On February 7, 2002, the United States District Court for the Northern District of Texas, Lubbock Division, entered an order barring petitioner from filing any habeas petition without permission from a United States District Judge or Circuit Judge of the Fifth Circuit and without proof of exhaustion of state court remedies. Lewis v. Cockrell, Civil Action No. 02-MC-1 (S.D. Tex. February 7, 2002). This Court's policy is to enforce sanction orders imposed by other federal district courts in Texas, to the extent comity and justice require it. After reviewing the sanction order, petitioner's litigation history, and his failure to prove that he has exhausted state remedies in this case, this Court has determined that it should enforce the sanctions of the sister court. Accordingly, the Court will dismiss this habeas action, without prejudice, subject to petitioner complying with the sanction order.

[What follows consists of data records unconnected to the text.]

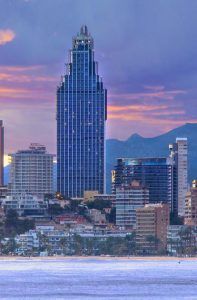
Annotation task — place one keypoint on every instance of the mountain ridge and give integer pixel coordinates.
(138, 146)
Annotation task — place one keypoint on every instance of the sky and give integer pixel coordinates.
(147, 54)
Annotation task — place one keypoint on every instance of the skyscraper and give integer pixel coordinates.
(1, 152)
(81, 116)
(31, 171)
(179, 154)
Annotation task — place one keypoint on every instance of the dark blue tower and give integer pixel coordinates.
(81, 116)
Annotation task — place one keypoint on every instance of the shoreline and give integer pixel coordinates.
(137, 258)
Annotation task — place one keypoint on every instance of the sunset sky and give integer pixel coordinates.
(147, 54)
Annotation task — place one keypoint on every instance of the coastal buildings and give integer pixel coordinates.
(25, 205)
(31, 171)
(128, 199)
(153, 173)
(191, 205)
(1, 153)
(182, 240)
(179, 154)
(81, 116)
(152, 223)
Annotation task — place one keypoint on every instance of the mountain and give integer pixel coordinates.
(138, 146)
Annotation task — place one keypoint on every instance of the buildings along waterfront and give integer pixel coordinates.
(81, 116)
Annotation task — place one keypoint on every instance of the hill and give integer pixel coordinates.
(138, 146)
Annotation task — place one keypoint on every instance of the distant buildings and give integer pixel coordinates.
(25, 205)
(31, 171)
(81, 116)
(191, 205)
(1, 153)
(151, 232)
(153, 173)
(182, 240)
(179, 153)
(128, 199)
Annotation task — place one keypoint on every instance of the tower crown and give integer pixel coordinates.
(83, 38)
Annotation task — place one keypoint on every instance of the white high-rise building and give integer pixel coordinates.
(31, 171)
(182, 148)
(128, 199)
(179, 152)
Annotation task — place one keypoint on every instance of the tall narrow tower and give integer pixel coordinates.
(81, 116)
(1, 152)
(179, 153)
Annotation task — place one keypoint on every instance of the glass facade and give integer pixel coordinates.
(153, 173)
(81, 116)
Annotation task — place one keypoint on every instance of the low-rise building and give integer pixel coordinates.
(97, 217)
(191, 205)
(182, 240)
(128, 199)
(151, 232)
(25, 205)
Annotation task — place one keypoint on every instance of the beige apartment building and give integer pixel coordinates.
(191, 205)
(151, 232)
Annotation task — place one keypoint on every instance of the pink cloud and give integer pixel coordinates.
(6, 36)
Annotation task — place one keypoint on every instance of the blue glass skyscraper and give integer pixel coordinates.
(81, 116)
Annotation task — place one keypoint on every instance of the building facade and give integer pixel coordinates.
(179, 154)
(1, 153)
(152, 224)
(128, 199)
(81, 116)
(31, 171)
(182, 240)
(153, 173)
(25, 205)
(191, 205)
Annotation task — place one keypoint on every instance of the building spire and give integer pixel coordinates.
(84, 30)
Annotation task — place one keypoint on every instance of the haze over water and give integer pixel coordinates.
(98, 278)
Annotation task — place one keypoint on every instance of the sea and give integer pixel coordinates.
(98, 278)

II. CERTIFICATE OF APPEALABILITY
A certificate of appealability from a habeas corpus proceeding will not issue unless the petitioner makes "a substantial showing of the denial of a constitutional right." 28 U.S.C. § 2253(c)(2). This standard "includes showing that reasonable jurists could debate whether (or, for that matter, agree that) the petition should have been resolved in a different manner or that the issues presented were adequate to deserve encouragement to proceed further." Slack v. McDaniel, 529 U.S. 473, 484 (2000) (internal quotations and citations omitted). Stated differently, the petitioner "must demonstrate that reasonable jurists would find the district court's assessment of the constitutional claims debatable or wrong." Id.; Beasley v. Johnson, 242 F.3d 248, 263 (5th Cir.), cert. denied, 122 S.Ct. 329 (2001). On the other hand, when denial of relief is based on procedural grounds, the petitioner must not only show that "jurists of reason would find it debatable whether the petition states a valid claim of the denial of a constitutional right," but also that they "would find it debatable whether the district court was correct in its procedural ruling." Beasley, 242 F.3d at 263 (quoting Slack, 529 U.S. at 484); see also Hernandez v. Johnson, 213 F.3d 243, 248 (5th Cir.), cert. denied, 531 U.S. 996 (2000). A district court may deny a certificate of appealability, sua sponte, without requiring further briefing or argument. Alexander v. Johnson, 211 F.3d 895, 898 (5th Cir. 2000). The Court has determined that petitioner has not made a substantial showing of the denial of a constitutional right; therefore, a certificate of appealability from this decision will not issue.
III. CONCLUSION
For these reasons, the Court ORDERS as follows:
1. The petition is DISMISSED WITHOUT PREJUDICE, for failure to exhaust state remedies and for failure of the petitioner to comply with the sanction order imposed in Lewis v. Cockrell, Civil Action No. 02-MC-1 (S.D. Tex. February 7, 2002).
2. Petitioner's application to proceed in forma pauperis (Docket Entry No. 2) is DENIED.
3. A certificate of appealability is DENIED.
The Clerk will provide copies of this Order to the parties.